[GHSA-94jh-j374-9r3j] Refining Attack Requirement to Reflect Dependency on Physical Host for Successful Exploitation

[anonymous-nlp-student]

I am collaborating with @vulnerability-analyst to enhance the accuracy of the OSS vulnerability advisories.

In alignment with the feedback from @shelbyc in this PR, the Attack Requirement (AT) should be updated to P (Present) rather than the erroneous N (None). This is because if the attacker submits a job to the container, he/she will not gain the root privileges.

If the YARN cluster is accepting work from remote (authenticated) users, and these users' submitted job are executed in the physical host, rather than a container, then the CVE permits remote users to gain root privileges.

The sentence underlined above represents the “specific deployment and execution conditions” required for a successful attack, as defined in the CVSS 4 specification:

The successful attack depends on the presence of specific deployment and execution conditions of the vulnerable system that enable the attack.

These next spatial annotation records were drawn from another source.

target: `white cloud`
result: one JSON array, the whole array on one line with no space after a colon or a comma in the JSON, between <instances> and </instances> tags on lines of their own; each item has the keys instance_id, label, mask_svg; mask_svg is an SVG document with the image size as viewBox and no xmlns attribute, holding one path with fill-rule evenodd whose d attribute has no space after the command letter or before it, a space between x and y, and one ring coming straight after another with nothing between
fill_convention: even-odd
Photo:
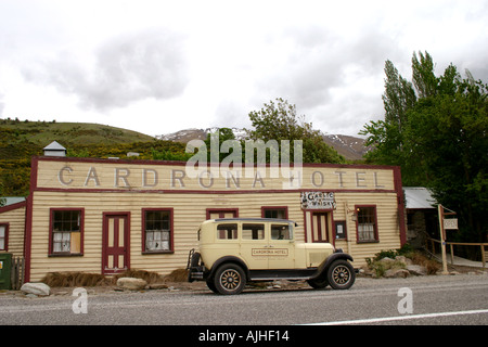
<instances>
[{"instance_id":1,"label":"white cloud","mask_svg":"<svg viewBox=\"0 0 488 347\"><path fill-rule=\"evenodd\" d=\"M149 134L248 127L283 98L316 128L357 134L383 116L384 62L413 51L488 79L488 5L429 1L0 3L0 115ZM2 110L1 110L2 108Z\"/></svg>"}]
</instances>

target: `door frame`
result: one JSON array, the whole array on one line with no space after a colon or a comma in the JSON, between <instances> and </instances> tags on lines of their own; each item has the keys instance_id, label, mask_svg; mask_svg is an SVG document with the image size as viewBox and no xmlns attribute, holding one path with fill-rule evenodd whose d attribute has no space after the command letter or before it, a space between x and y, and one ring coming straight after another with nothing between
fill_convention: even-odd
<instances>
[{"instance_id":1,"label":"door frame","mask_svg":"<svg viewBox=\"0 0 488 347\"><path fill-rule=\"evenodd\" d=\"M307 217L309 214L309 218ZM314 214L325 214L326 215L326 240L328 241L314 241L313 240L313 215ZM308 243L331 243L335 245L335 232L334 232L334 210L333 209L304 209L304 221L305 221L305 242Z\"/></svg>"},{"instance_id":2,"label":"door frame","mask_svg":"<svg viewBox=\"0 0 488 347\"><path fill-rule=\"evenodd\" d=\"M105 211L102 214L102 274L116 274L130 269L130 211ZM126 269L120 268L118 271L106 270L108 262L107 247L108 247L108 220L111 218L124 218L124 260Z\"/></svg>"}]
</instances>

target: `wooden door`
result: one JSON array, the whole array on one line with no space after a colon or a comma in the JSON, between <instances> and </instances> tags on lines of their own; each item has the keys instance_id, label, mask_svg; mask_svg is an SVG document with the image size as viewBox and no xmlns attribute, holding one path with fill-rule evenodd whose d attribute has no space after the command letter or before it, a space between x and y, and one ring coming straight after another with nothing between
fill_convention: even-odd
<instances>
[{"instance_id":1,"label":"wooden door","mask_svg":"<svg viewBox=\"0 0 488 347\"><path fill-rule=\"evenodd\" d=\"M103 214L102 273L129 269L129 214Z\"/></svg>"},{"instance_id":2,"label":"wooden door","mask_svg":"<svg viewBox=\"0 0 488 347\"><path fill-rule=\"evenodd\" d=\"M329 242L328 213L312 214L312 242Z\"/></svg>"}]
</instances>

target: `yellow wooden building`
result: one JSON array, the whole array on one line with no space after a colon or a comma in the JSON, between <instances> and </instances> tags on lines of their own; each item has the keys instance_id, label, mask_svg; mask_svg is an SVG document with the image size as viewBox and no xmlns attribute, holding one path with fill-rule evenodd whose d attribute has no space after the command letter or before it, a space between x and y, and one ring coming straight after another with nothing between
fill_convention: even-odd
<instances>
[{"instance_id":1,"label":"yellow wooden building","mask_svg":"<svg viewBox=\"0 0 488 347\"><path fill-rule=\"evenodd\" d=\"M26 203L0 209L2 250L24 255L26 280L48 272L162 274L184 268L202 221L286 218L297 242L330 242L359 267L406 242L400 169L306 165L294 176L187 163L34 157ZM1 240L0 240L1 241Z\"/></svg>"}]
</instances>

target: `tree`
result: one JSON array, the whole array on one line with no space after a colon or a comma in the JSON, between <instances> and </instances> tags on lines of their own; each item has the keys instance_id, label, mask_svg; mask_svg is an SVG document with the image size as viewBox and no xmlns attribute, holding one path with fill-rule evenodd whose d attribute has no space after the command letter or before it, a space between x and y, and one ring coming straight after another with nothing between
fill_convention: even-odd
<instances>
[{"instance_id":1,"label":"tree","mask_svg":"<svg viewBox=\"0 0 488 347\"><path fill-rule=\"evenodd\" d=\"M468 72L463 79L452 64L437 77L431 55L418 59L414 53L415 100L396 103L410 95L409 83L397 77L389 61L385 65L385 120L371 121L361 131L374 146L367 160L401 166L404 185L431 188L440 204L458 213L457 237L486 242L488 85Z\"/></svg>"},{"instance_id":2,"label":"tree","mask_svg":"<svg viewBox=\"0 0 488 347\"><path fill-rule=\"evenodd\" d=\"M247 130L247 134L252 140L275 140L279 144L282 140L301 140L304 163L345 162L343 156L323 141L319 130L306 123L304 116L296 115L296 106L281 98L275 99L275 102L265 103L259 111L251 112L249 119L254 130ZM293 158L293 144L291 152Z\"/></svg>"}]
</instances>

Overall, this vulnerability describes the following scenario:

• The vulnerability allows a local attacker to create a malicious libcrypto.so library and place it in a writable directory within the modified search path $ORIGIN/:../lib/native/. When the container-executor binary (which requires root privileges) is invoked, it may load the attacker’s malicious library instead of the legitimate libcrypto.so.
• For a remote attacker, successful exploitation is possible only if the YARN cluster executes user-submitted jobs directly on the physical host rather than within a container. If the attacker has access only to a containerized environment, the attack will fail.